Important Finding: Models fine-tuned on the other three datasets without ever seeing NormBank achieve an accuracy of 0.851 on NormBank, which outperforms the few-shot performance of GPT-4 and Claude-3—indicating that INLI training helps models acquire transferable implied reasoning capabilities.
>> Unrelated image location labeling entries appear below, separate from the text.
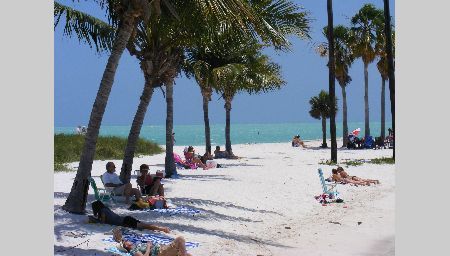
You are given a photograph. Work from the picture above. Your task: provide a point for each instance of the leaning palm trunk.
(206, 98)
(76, 201)
(383, 112)
(324, 132)
(169, 160)
(366, 100)
(390, 57)
(133, 136)
(344, 117)
(228, 126)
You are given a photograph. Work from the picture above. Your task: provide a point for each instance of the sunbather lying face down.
(106, 216)
(344, 174)
(338, 178)
(176, 248)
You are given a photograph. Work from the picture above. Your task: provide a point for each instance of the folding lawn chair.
(327, 187)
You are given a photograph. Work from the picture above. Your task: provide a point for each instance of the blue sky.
(78, 71)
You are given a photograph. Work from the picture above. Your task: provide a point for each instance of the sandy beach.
(261, 204)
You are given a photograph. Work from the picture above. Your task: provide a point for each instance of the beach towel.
(174, 211)
(143, 238)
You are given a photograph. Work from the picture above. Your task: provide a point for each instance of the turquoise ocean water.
(240, 133)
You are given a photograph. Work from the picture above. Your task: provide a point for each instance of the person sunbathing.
(149, 184)
(103, 214)
(338, 178)
(191, 158)
(297, 142)
(344, 174)
(176, 248)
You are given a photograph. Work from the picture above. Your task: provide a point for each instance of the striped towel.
(143, 238)
(174, 211)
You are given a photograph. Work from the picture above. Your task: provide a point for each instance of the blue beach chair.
(327, 187)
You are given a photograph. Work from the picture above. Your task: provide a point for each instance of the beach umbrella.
(356, 131)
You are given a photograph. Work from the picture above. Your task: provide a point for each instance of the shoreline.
(260, 204)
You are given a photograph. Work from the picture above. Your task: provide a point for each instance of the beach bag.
(157, 202)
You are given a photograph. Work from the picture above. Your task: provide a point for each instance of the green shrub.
(68, 147)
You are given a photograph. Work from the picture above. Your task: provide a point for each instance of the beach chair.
(100, 193)
(327, 187)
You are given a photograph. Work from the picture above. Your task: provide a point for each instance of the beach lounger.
(100, 193)
(327, 187)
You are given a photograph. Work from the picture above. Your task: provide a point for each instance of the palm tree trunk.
(324, 132)
(344, 117)
(366, 100)
(331, 79)
(383, 112)
(169, 161)
(390, 57)
(206, 120)
(76, 201)
(228, 127)
(133, 136)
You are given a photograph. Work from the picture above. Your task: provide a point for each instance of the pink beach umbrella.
(356, 132)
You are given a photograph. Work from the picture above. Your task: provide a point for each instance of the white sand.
(262, 204)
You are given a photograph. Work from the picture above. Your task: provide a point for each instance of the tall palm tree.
(364, 31)
(123, 14)
(255, 73)
(390, 58)
(321, 109)
(331, 77)
(343, 60)
(382, 66)
(203, 59)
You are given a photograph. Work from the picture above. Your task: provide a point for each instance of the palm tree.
(123, 14)
(331, 77)
(321, 109)
(343, 60)
(364, 32)
(253, 73)
(124, 17)
(390, 58)
(382, 65)
(205, 59)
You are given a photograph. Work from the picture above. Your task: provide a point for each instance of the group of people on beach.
(341, 176)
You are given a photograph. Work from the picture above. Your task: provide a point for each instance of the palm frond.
(87, 28)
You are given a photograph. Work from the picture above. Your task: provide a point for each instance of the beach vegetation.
(343, 60)
(364, 29)
(246, 19)
(383, 160)
(68, 148)
(321, 108)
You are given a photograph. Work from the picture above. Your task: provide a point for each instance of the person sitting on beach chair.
(176, 248)
(338, 178)
(149, 184)
(220, 154)
(102, 214)
(111, 179)
(191, 158)
(345, 175)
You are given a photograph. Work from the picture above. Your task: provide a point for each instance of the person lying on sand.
(150, 185)
(297, 142)
(189, 154)
(106, 216)
(337, 178)
(176, 248)
(344, 174)
(111, 179)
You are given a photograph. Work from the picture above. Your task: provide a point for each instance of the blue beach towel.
(174, 211)
(143, 238)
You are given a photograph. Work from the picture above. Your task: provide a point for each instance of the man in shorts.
(111, 179)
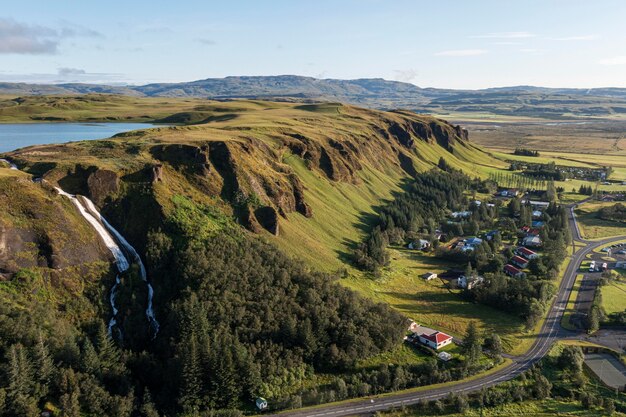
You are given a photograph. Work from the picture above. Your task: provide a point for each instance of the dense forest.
(238, 320)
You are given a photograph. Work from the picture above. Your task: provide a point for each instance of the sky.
(444, 43)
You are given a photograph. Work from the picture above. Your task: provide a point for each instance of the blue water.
(14, 136)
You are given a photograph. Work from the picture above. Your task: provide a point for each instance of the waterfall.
(11, 164)
(136, 258)
(113, 239)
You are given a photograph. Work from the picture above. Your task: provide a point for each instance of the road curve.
(549, 333)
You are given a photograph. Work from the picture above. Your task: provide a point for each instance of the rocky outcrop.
(156, 173)
(193, 159)
(102, 184)
(268, 218)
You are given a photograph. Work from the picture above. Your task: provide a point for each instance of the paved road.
(550, 332)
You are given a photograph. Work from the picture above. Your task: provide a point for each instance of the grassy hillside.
(305, 177)
(48, 254)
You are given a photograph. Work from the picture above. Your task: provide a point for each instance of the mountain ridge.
(377, 93)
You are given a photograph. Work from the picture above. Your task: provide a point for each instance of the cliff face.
(38, 229)
(241, 160)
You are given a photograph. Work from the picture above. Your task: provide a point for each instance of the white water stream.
(11, 164)
(112, 240)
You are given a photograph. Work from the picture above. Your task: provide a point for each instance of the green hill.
(214, 207)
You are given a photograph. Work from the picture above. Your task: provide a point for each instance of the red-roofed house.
(432, 338)
(436, 340)
(512, 271)
(526, 253)
(519, 261)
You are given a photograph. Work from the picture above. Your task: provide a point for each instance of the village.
(514, 235)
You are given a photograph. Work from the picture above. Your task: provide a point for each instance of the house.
(420, 244)
(432, 338)
(469, 283)
(261, 403)
(473, 241)
(429, 275)
(519, 261)
(513, 271)
(532, 241)
(526, 253)
(490, 235)
(461, 214)
(512, 192)
(537, 205)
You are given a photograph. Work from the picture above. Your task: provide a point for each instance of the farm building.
(469, 283)
(526, 253)
(519, 261)
(432, 338)
(420, 244)
(513, 271)
(532, 241)
(261, 403)
(461, 214)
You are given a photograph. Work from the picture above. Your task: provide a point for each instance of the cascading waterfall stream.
(109, 235)
(11, 164)
(88, 210)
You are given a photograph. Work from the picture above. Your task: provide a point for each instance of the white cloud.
(406, 76)
(64, 72)
(506, 35)
(462, 52)
(576, 38)
(206, 41)
(21, 38)
(616, 60)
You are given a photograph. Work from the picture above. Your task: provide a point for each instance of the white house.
(429, 275)
(420, 244)
(532, 241)
(469, 283)
(261, 403)
(526, 253)
(432, 338)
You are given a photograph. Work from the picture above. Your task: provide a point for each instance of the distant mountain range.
(368, 92)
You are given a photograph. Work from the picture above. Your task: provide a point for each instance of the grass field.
(431, 303)
(614, 296)
(571, 301)
(592, 227)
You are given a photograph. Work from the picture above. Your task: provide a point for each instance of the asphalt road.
(550, 332)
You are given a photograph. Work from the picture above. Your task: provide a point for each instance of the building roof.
(519, 260)
(437, 337)
(511, 269)
(525, 251)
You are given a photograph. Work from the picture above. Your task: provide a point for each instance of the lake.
(19, 135)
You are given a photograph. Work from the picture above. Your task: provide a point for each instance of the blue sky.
(446, 44)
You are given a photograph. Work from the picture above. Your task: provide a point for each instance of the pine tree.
(147, 407)
(191, 378)
(44, 365)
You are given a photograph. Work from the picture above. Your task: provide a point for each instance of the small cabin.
(261, 403)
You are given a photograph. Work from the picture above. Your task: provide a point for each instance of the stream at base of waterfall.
(121, 250)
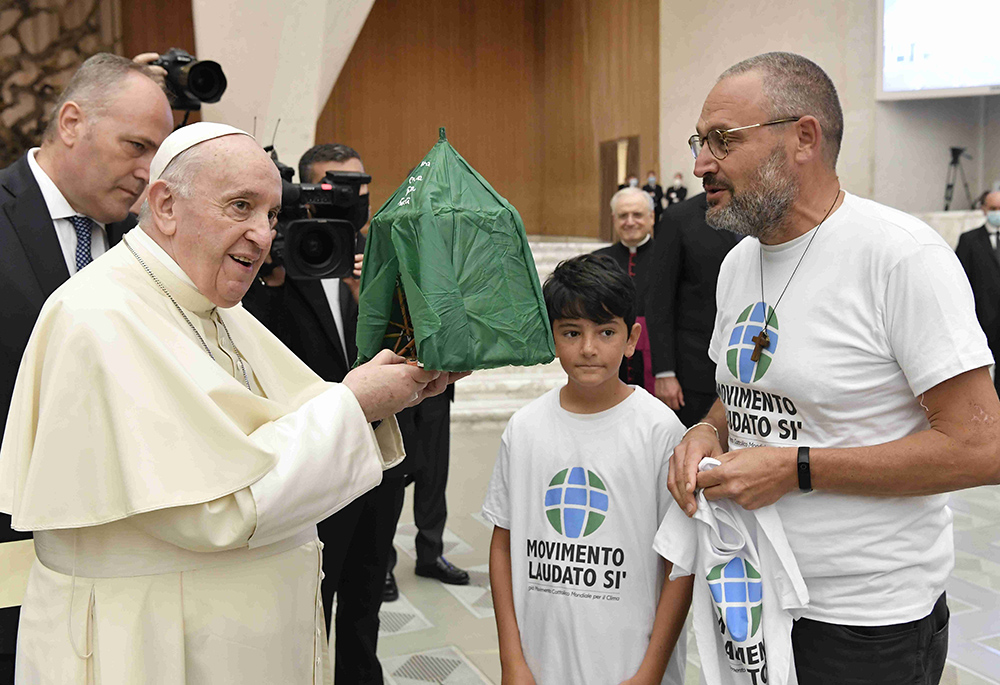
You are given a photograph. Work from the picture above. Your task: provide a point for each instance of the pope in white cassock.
(173, 457)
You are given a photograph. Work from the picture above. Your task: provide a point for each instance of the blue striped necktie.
(84, 227)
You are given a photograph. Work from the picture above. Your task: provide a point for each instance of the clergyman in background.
(680, 307)
(655, 191)
(632, 216)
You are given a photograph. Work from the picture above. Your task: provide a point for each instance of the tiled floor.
(444, 634)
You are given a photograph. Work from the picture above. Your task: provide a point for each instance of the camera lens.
(316, 248)
(206, 81)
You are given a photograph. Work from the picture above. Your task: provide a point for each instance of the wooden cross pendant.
(761, 342)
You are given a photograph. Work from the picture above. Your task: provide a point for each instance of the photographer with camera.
(316, 317)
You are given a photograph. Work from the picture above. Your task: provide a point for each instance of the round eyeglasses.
(718, 139)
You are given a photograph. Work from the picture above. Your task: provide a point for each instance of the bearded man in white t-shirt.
(852, 375)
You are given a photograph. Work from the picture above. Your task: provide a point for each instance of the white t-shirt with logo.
(582, 496)
(879, 312)
(747, 588)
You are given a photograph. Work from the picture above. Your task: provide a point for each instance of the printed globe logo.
(576, 502)
(736, 590)
(739, 354)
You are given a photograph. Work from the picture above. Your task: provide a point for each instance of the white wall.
(991, 151)
(281, 60)
(896, 153)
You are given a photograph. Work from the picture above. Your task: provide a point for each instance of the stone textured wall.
(42, 42)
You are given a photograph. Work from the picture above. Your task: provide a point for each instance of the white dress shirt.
(331, 287)
(60, 211)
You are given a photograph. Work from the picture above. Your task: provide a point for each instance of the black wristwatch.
(805, 478)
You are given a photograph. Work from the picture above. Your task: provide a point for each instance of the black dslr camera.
(190, 81)
(320, 244)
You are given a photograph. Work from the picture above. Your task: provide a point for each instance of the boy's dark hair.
(592, 287)
(327, 152)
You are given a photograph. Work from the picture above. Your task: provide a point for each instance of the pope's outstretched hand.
(387, 384)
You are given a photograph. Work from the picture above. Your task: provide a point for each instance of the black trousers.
(9, 617)
(356, 542)
(903, 654)
(426, 431)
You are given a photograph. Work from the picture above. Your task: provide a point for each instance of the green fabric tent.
(448, 276)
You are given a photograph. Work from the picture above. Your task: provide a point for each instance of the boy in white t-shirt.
(576, 496)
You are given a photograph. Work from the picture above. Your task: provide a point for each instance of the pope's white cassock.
(173, 508)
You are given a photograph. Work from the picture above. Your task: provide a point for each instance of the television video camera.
(320, 243)
(191, 81)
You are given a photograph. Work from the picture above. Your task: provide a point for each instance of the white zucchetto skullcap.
(187, 137)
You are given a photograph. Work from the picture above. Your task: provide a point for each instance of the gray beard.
(762, 209)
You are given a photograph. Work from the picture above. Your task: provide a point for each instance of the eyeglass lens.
(715, 141)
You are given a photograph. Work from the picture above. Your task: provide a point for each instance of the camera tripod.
(955, 170)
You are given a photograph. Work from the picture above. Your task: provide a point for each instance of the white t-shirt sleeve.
(668, 434)
(930, 319)
(677, 541)
(496, 508)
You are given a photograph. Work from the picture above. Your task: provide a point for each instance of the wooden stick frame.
(406, 343)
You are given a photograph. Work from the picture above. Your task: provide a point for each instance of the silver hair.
(761, 210)
(93, 86)
(795, 86)
(630, 191)
(179, 176)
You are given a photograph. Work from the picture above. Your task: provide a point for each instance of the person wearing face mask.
(173, 457)
(655, 191)
(317, 319)
(677, 191)
(979, 252)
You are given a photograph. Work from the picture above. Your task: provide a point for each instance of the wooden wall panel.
(601, 82)
(526, 88)
(157, 26)
(421, 64)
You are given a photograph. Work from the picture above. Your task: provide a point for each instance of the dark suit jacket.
(299, 314)
(680, 307)
(983, 269)
(31, 267)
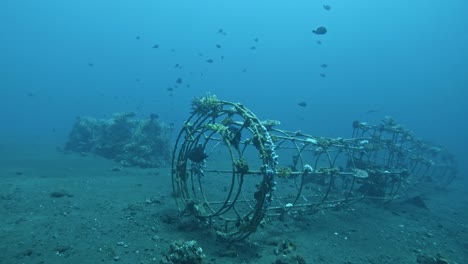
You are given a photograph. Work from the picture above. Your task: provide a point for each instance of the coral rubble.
(129, 141)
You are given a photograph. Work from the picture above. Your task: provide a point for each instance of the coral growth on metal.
(230, 170)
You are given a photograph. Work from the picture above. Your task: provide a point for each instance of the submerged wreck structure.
(231, 170)
(129, 141)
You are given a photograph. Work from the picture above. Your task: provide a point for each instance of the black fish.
(153, 116)
(197, 154)
(302, 104)
(320, 31)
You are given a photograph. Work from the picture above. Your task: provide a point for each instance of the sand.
(69, 208)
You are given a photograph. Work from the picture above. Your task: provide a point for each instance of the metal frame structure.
(231, 170)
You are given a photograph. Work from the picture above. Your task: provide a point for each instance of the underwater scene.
(247, 131)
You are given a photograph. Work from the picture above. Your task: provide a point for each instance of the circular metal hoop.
(230, 170)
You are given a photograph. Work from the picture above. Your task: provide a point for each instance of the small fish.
(320, 31)
(302, 104)
(222, 32)
(153, 116)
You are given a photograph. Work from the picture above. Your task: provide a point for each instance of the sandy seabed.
(68, 208)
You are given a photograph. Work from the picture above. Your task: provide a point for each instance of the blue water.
(407, 59)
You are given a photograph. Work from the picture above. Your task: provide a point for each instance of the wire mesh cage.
(231, 170)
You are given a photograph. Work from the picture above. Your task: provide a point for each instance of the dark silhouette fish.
(320, 31)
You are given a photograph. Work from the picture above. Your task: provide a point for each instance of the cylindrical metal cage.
(230, 170)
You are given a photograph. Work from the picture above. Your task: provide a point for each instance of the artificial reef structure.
(232, 170)
(123, 138)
Proportion of Implied Entailment in Existing NLI Benchmarks

Dataset Proportion of Implied Entailment
SNLI 9.33%
MNLI 3.68%
ANLI 15.66%
WANLI 5.48%

Verification method: A T5-XXL model was trained on INLI to distinguish between explicit/implied entailment (97.3% accuracy) and then applied to other benchmarks. Human validation showed that 92.0% of the model outputs agreed with the annotators (Cohen's \(\kappa = 0.768\)).

Highlights & Insights

  1. Formalizing Implied Entailment: This is the first work to subdivide entailment into explicit and implied within the NLI framework, filling a gap of natural language inference in pragmatic understanding.
  2. Clever Data Construction Strategy: Instead of crowdsourcing annotations from scratch, existing implicature datasets (Ludwig, Circa, NormBank, SocialChem) are augmented via LLMs to convert into NLI format, yielding lower costs, higher quality, and stronger reproducibility.
  3. Generation \(\neq\) Understanding: Gemini-Pro is used to construct the dataset, but its own implied entailment accuracy on INLI is only 0.628, demonstrating that being able to generate implicatures does not mean understanding them.
  4. Fine-tuning Small Models Beats Prompting Large Models: Fine-tuned T5-XXL (0.885) far outperforms GPT-4o 8-shot (0.608), highlighting the importance of specialized training.
  5. Compatibility with Existing NLI Capabilities: Fine-tuning on INLI does not harm the model's performance on traditional NLI tasks.

Limitations & Future Work

  1. The dataset focuses on the situational and conversational domains, which may limit generalization to formal text (e.g., medical, legal).
  2. Implicature comprehension is subjective; people from other cultural backgrounds might interpret the same premise differently.
  3. The dataset is generated by an LLM (Gemini-Pro), which may suffer from generation biases and limited diversity.
  4. Full-scale human verification was not performed, leaving possibilities of error in some samples.
  • Structured Implicatures: Indirect question-answering (Ludwig, Circa), scalar implicatures (Jeretic et al.), pairwise entity selection (Hosseini et al.)—limited by fixed input structures.
  • Implicature Frameworks: NormBank (social norms), SocialChem (social guidelines), cultural norms (Rai et al.)—providing implicature content but not in NLI format.
  • Implicature Understanding: Measuring LLMs' implicature understanding through CoT, explanation generation, human comparisons, etc., with mixed findings.
  • Commonsense NLI: HellaSwag, PIQA, etc. focus on physical/temporal commonsense, but do not differentiate between explicit and implied information.

Rating ⭐⭐⭐⭐

  • Novelty: ⭐⭐⭐⭐⭐ — Formalizes the implied entailment task, expands the NLI classification taxonomy, presenting a novel angle with theoretical depth.
  • Value: ⭐⭐⭐⭐ — Provides directly applicable training resources to improve LLM pragmatic understanding.
  • Experimental Thoroughness: ⭐⭐⭐⭐⭐ — Benchmarking, compatibility validation, multi-dimensional generalization experiments: a complete system.
  • Writing Quality: ⭐⭐⭐⭐⭐ — Clear structure, well-motivated, and rich in examples.